A promoter peak was assigned to a gene if it intersected with the transcription start sites (TSS) of its transcript as defined in the FANTOM CAGE associated transcriptome82. We note that a promoter peak might be associated with multiple genes. An enhancer peak was defined as linked to a target gene if it overlapped an expression quantitative trait loci (eQTL) of the corresponding gene (GTEx V7, in any tissues with p < 1 × 10−5)84, or is supported by putative enhancer-promoter linkage predicted by JEME method (http://yiplab.cse.cuhk.edu.hk/jeme/based) on FANTOM5 and Roadmap Epigenomics Project data31. Out of the 77,655 enhancer peaks, 36,228 of them were linked to at least one gene, of which 15,391 (42.5%) were assigned to one gene, 8,073 (22.3%) to two genes, and 12,764 (35.2%) to three or more genes.

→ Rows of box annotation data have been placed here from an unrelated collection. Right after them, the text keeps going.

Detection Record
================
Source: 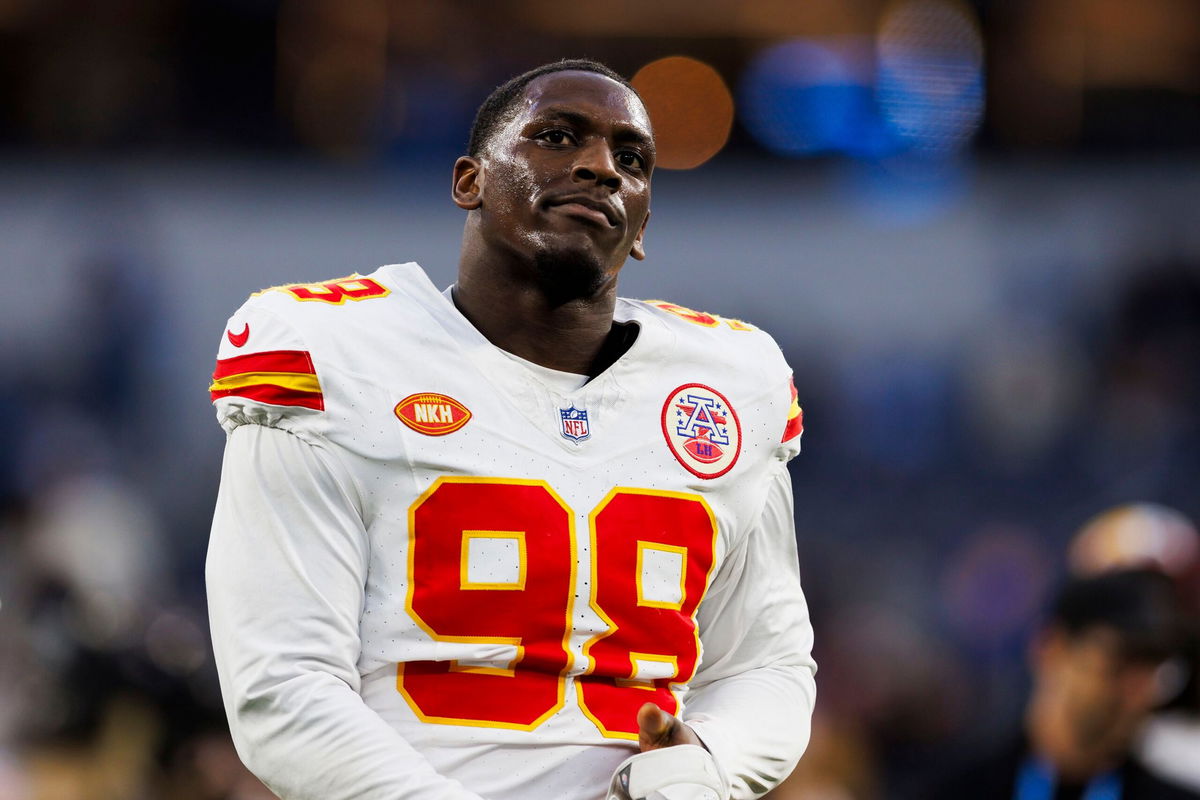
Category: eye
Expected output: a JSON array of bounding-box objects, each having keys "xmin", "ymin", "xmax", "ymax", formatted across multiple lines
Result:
[
  {"xmin": 617, "ymin": 150, "xmax": 646, "ymax": 169},
  {"xmin": 534, "ymin": 128, "xmax": 575, "ymax": 145}
]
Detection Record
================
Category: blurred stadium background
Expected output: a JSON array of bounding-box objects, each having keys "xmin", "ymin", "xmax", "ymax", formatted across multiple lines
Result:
[{"xmin": 0, "ymin": 0, "xmax": 1200, "ymax": 800}]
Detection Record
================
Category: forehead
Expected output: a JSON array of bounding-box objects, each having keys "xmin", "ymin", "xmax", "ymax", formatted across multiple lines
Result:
[{"xmin": 516, "ymin": 70, "xmax": 653, "ymax": 137}]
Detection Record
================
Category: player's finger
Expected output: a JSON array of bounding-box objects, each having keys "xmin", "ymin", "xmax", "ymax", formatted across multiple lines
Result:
[{"xmin": 637, "ymin": 703, "xmax": 678, "ymax": 753}]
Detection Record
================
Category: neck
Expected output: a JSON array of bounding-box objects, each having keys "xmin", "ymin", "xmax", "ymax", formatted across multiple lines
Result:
[{"xmin": 454, "ymin": 247, "xmax": 617, "ymax": 377}]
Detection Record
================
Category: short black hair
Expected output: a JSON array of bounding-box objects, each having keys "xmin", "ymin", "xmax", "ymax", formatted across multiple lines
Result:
[
  {"xmin": 467, "ymin": 59, "xmax": 637, "ymax": 158},
  {"xmin": 1050, "ymin": 570, "xmax": 1183, "ymax": 661}
]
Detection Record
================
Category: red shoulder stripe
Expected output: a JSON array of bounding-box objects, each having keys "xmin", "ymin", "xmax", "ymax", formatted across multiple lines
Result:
[
  {"xmin": 781, "ymin": 380, "xmax": 804, "ymax": 441},
  {"xmin": 212, "ymin": 350, "xmax": 317, "ymax": 380},
  {"xmin": 210, "ymin": 384, "xmax": 325, "ymax": 411}
]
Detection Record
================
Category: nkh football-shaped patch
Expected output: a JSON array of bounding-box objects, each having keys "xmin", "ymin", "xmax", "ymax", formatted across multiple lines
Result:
[
  {"xmin": 394, "ymin": 392, "xmax": 470, "ymax": 437},
  {"xmin": 662, "ymin": 384, "xmax": 742, "ymax": 479}
]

Integration with publicly available transcriptome data

We reanalyzed an RNA-seq dataset (ArrayExpress E-MTAB-4304) from an independent OA patient cohort, in which the RNA was extracted from cartilage tissues of both iMT and oLT for 8 patients15. Read counts on transcripts were estimated by Kallisto v0.43.185 using default parameters on FANTOM CAGE associated transcriptome82. Estimated read counts of a gene, defined as the sum of the estimated read counts of its associated transcripts, were used as the input for differential gene expression analysis using edgeR v3.18.1. In total, 3,293 genes were defined as significantly differentially expressed between iMT and oLT (FDR ≤ 0.05). A gene is defined as “consistently dysregulated both at the epigenomic and transcriptomic levels” when it is upregulated (or downregulated) in RNA-seq with more (or less) accessible promoters or enhancers in ATAC-seq (n = 371).

Gene ontology analysis

Enrichr52 was used to identify gene sets enriched in genes implicated in OA. The selected gene lists were input to query enrichment for gene ontology (Biological Process 2017b) in the database. Terms with p-value ≤ 0.05 and FDR ≤0.25 were considered significant (n = 421 of 4437). Top 30 terms ranked by percentage of overrepresented genes are listed in Fig. 4d. All terms are listed in Supplementary Table S7. It is of note that terms with fewer number of genes tend to rank higher in this way.

Transcription factor binding motif analysis

DNA motif analysis for differentially accessible regions was performed using HOMER v4.9 with default parameters86. The enriched de novo and known motifs as well as its matching transcription factor are searched and scanned in more- and less-accessible peaks separately (parameters: -mask -size given), with all robust peaks as background region. P-value < 1 × 10−5 was considered significant.

Ethics, consent and permissions

This study was approved by the ethics review board of all the participating institutions (Sagamihara National Hospital and RIKEN) and all experiments were carried out in accordance with their guidelines and regulations.

Consent to publish

Informed consent was obtained from each patient enrolled in this study.